12月31日の誕生花「ユズ」(柚子)

「ユズ」(柚子)

基本情報

  • 学名:Citrus junos
  • 科名/属名:ミカン科/ミカン属
  • 分類:常緑小高木
  • 原産地:中国中部〜チベット周辺(日本へは古くに伝来)
  • 開花時期:5〜6月
  • 結実時期:10〜12月
  • 用途:果実利用(料理・香味料・入浴)、庭木、鑑賞用

「ユズ」(柚子)について

特徴

  • 白く小さな花を咲かせ、強く清々しい香りを放つ
  • 果実は酸味が強く、独特の芳香がある
  • 寒さに比較的強く、日本の気候に適応しやすい
  • 実・皮・種まで幅広く利用でき、無駄が少ない
  • 古くから食文化や季節行事(冬至の柚子湯)に深く結びついている

花言葉:「永遠の美」

由来

  • 常緑樹で一年を通して葉を落とさず、変わらぬ姿を保つことから連想
  • 花・実・香りが季節を越えて人々の生活に寄り添い続けてきた歴史が象徴
  • 派手さはないが、長く愛され続ける存在感が「時を超える美しさ」と重ねられた

「変わらない香り」

祖母の家の庭には、一本のユズの木があった。背は高くないが、幹は太く、葉は一年中深い緑を保っている。春には白い小さな花を咲かせ、夏には青い実をつけ、冬になると黄金色に熟す。その姿は、季節が移ろっても、どこか変わらない。

 真理は久しぶりに帰省し、縁側からその木を眺めていた。仕事に追われ、生活は目まぐるしく変わるのに、ここだけは時間がゆっくり流れているようだった。祖母はもういない。それでも、ユズの木は同じ場所に立ち、同じように風を受けている。

 「変わらないって、不思議だね」

 思わず口にすると、答える人はいない。だが、葉の擦れる音が、静かに応えた気がした。

 祖母はよく言っていた。「美しさってね、新しいものだけじゃないよ。ずっとそこにあるものにも、ちゃんと宿るんだから」。その言葉の意味を、真理は当時、深く考えたことがなかった。流行の服や、最新の話題、更新され続ける価値観。変わることこそが前に進むことだと、信じていた。

 しかし今、仕事で成果を求められ、結果が出なければ存在を疑われる日々の中で、真理は疲れていた。変わり続けることは、時に自分をすり減らす。何が本当に大切なのか、分からなくなっていた。

 庭に降りると、ユズの木の下に、いくつか実が落ちている。手に取ると、皮に触れただけで、懐かしい香りが広がった。幼い頃、冬至の夜にユズを浮かべた風呂。湯気の中で祖母が笑い、寒さが嘘のように和らいだ記憶。香りは、時間を越えて、その情景を鮮やかに蘇らせる。

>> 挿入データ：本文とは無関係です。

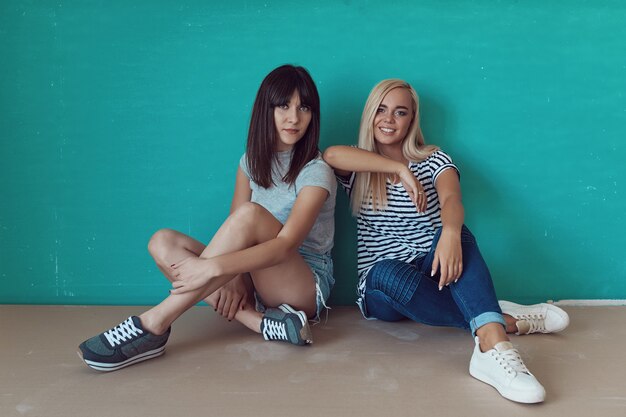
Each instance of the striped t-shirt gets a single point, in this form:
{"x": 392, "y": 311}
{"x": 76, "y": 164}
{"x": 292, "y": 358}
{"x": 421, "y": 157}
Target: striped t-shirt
{"x": 399, "y": 231}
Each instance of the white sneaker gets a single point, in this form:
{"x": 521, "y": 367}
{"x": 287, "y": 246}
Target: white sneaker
{"x": 503, "y": 368}
{"x": 536, "y": 318}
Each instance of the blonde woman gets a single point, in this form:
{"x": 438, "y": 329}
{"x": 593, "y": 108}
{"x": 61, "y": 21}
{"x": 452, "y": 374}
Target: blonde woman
{"x": 416, "y": 258}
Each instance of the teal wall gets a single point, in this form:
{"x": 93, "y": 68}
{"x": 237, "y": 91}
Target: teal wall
{"x": 120, "y": 118}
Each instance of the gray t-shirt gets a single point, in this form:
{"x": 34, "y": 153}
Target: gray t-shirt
{"x": 279, "y": 198}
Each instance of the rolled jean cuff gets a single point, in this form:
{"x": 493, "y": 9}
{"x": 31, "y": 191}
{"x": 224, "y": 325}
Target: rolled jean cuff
{"x": 484, "y": 318}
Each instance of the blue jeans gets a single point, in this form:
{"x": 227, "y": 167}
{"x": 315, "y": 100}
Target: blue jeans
{"x": 395, "y": 290}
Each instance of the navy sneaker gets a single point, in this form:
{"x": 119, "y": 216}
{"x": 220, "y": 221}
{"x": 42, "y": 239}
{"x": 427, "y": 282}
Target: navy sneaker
{"x": 287, "y": 325}
{"x": 121, "y": 346}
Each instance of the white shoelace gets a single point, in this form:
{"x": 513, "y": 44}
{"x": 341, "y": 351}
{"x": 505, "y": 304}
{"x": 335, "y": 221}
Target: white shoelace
{"x": 510, "y": 360}
{"x": 274, "y": 330}
{"x": 536, "y": 322}
{"x": 122, "y": 332}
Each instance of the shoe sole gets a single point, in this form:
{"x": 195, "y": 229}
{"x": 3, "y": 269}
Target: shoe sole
{"x": 109, "y": 367}
{"x": 508, "y": 305}
{"x": 529, "y": 398}
{"x": 305, "y": 331}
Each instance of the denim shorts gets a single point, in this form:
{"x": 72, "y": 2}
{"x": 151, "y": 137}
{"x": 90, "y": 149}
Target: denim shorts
{"x": 321, "y": 265}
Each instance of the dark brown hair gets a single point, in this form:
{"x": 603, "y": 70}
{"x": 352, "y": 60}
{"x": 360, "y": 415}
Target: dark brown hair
{"x": 276, "y": 90}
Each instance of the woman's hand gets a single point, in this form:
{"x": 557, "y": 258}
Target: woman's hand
{"x": 191, "y": 274}
{"x": 413, "y": 187}
{"x": 448, "y": 258}
{"x": 232, "y": 296}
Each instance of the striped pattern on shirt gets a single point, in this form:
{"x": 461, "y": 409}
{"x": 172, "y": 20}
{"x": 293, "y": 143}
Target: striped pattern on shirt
{"x": 399, "y": 231}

 花も、実も、香りも。ユズは形を変えながら、いつも人の暮らしのそばにあった。目立つ存在ではないが、なくなると寂しい。長い年月、人々に寄り添い続けてきた理由が、少し分かった気がした。

 真理は、ポケットからスマートフォンを取り出し、画面を消したまま握りしめた。通知や数字から離れ、ただ香りに身を委ねる。変わらないものがあるからこそ、人は変わっていけるのかもしれない。軸となる何かがあるから、新しい季節を迎えられる。

 夕暮れが庭を包む。常緑の葉は、薄暗がりの中でも色を失わない。派手ではないが、確かな存在感。時を超えて、そこに在り続ける美しさ。

 真理は実を一つ、そっと木の根元に戻した。明日、また新しい日々へ戻るとしても、この香りは胸の奥に残るだろう。変わらないものが、確かにここにある。その事実が、静かな勇気を与えてくれた。

 ユズの木は、何も語らない。ただ、いつもと同じように風に揺れ、季節を受け止めていた。永遠の美とは、きっとこういうものなのだと、真理は思った。